Advancing Multi-Label Tomato Leaf Disease Identification Using Vision Transformer and EfficientNet with Explainable AI Techniques

Abstract

Plant diseases pose a significant threat to global food security, affecting crop yield, quality, and overall agricultural productivity. Traditionally, diagnosing plant diseases has relied on time-consuming visual inspections by experts, which can often lead to errors.
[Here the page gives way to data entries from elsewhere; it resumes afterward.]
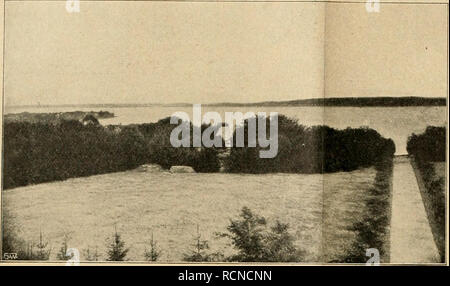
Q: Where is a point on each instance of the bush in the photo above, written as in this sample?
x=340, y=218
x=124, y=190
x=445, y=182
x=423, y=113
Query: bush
x=200, y=251
x=426, y=148
x=162, y=152
x=116, y=250
x=318, y=149
x=429, y=146
x=43, y=152
x=372, y=229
Machine learning (ML) and artificial intelligence (AI), particularly Vision Transformers (ViTs), and Convolutional Neural Networks, offer a faster, automated alternative for identifying plant diseases through leaf image analysis. However, these models are often criticized for their “black box” nature, limiting trust in their predictions due to a lack of transparency. Our findings show that incorporating Explainable AI (XAI) techniques, such as Grad-CAM, Integrated Gradients, and LIME, significantly improves model interpretability, making it easier for practitioners to identify the underlying symptoms of plant diseases. This study not only contributes to the field of plant disease detection but also offers a novel perspective on improving AI transparency in real-world agricultural applications through the use of XAI techniques. With training accuracies of 100.00% for ViT, 96.88% for EfficientNetB7, 93.75% for EfficientNetB0, and 87.50% for ResNet50, and corresponding validation accuracies of 96.39% for ViT, 86.98% for EfficientNetB7, and 82.00% for EfficientNetB0, our proposed models outperform earlier research on the same dataset. This demonstrates a notable improvement in model performance while maintaining transparency and trustworthiness through interpretable and reliable decision-making.